There is a program advertized on the back of PCMag called:
"hands of the program".  It is a software based system that prevents
unauthorized access to the hard disk.  Does anyone have any experience with
this software?

johnl@ima.ima.isc.com (John R. Levine) (09/20/88)

In article <36300027@iuvax> bose@iuvax.cs.indiana.edu writes:
>
>There is a program advertized on the back of PCMag called:
>"hands of the program".  It is a software based system that prevents
>unauthorized access to the hard disk.  Does anyone have any experience with
>this software?

I haven't seen this particular one, but programs like this for DOS are rarely
very useful. Some of them try to wrap code around various software interrupts
to disallow access to files that you aren't supposed to be able to change. If
you boot from your own floppy, though, you can wallop any file you want.
Sometimes they don't even wrap the low-level interrupts so a program like
Norton Utilities that uses the low level calls will bypass the protection.

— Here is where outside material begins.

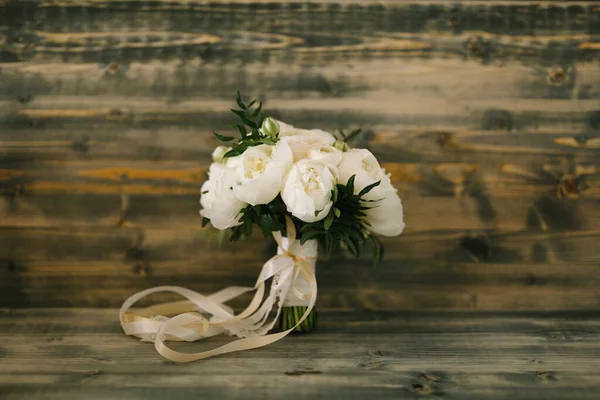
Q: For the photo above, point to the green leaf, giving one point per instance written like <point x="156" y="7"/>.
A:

Perhaps it fiddles the organization of the disk, or somehow scrambles or
encrypts data. In that case, as soon as the disk gets a little bit messed up
you lose, since neither chkdsk nor any of the disk doctor programs know
anything about the fiddled or scrambled format.

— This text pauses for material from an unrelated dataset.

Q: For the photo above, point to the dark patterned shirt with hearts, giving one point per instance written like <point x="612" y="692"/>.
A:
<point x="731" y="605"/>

A good rule of thumb is that if a user has physical access to the data, he has
logical access. Generally, you have to depend on non-technical means to get
any meaningful protection. You can always use technical schemes to make it
hard to accidentally (or deliberately) tamper with data, but a determined user
with physical access to the hardware can defeat such schemes.
-- 
John R. Levine, IECC, PO Box 349, Cambridge MA 02238-0349, +1 617 492 3869
{ bbn | think | decvax | harvard | yale }!ima!johnl, Levine@YALE.something
Rome fell, Babylon fell, Scarsdale will have its turn.  -G. B. Shaw

mvolo@ecsvax.uncecs.edu (Michael R. Volow) (09/20/88)

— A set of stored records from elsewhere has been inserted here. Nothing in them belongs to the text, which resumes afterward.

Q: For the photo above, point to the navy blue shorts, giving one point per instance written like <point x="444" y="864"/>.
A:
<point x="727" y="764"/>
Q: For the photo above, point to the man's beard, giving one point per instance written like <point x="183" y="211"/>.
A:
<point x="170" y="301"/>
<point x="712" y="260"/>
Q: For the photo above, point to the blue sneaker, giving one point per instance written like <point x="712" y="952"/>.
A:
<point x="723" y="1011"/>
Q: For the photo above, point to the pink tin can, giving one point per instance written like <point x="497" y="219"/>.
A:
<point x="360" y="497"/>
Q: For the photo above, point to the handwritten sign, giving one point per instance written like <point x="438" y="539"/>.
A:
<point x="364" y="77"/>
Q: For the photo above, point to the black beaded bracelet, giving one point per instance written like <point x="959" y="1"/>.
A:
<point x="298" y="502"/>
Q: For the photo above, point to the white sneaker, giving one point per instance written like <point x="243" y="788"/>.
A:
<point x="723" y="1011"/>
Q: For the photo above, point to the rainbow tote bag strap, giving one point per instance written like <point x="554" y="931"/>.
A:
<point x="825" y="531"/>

Haven't used HandsOff, but have talked with them.  They said that an
unauthorized user could not boot from a floppy.

Michael R. Volow                   919 286 0411, page beeper #550
Dept. of Psychiatry                mvolo@ecsvax.UUCP
Durham Vet Admin Medical Center
Durham, N.C. 27705

spectre@cisunx.UUCP (Robert Sillett) (09/22/88)

In article <5364@ecsvax.uncecs.edu> mvolo@ecsvax.uncecs.edu (Michael R. Volow) writes:
>
>
>Haven't used HandsOff, but have talked with them.  They said that an
>unauthorized user could not boot from a floppy.
>

A user can boot from a floppy, but can't access the hard disk.  It can
be broken by Norton Utilities and Norton Commander.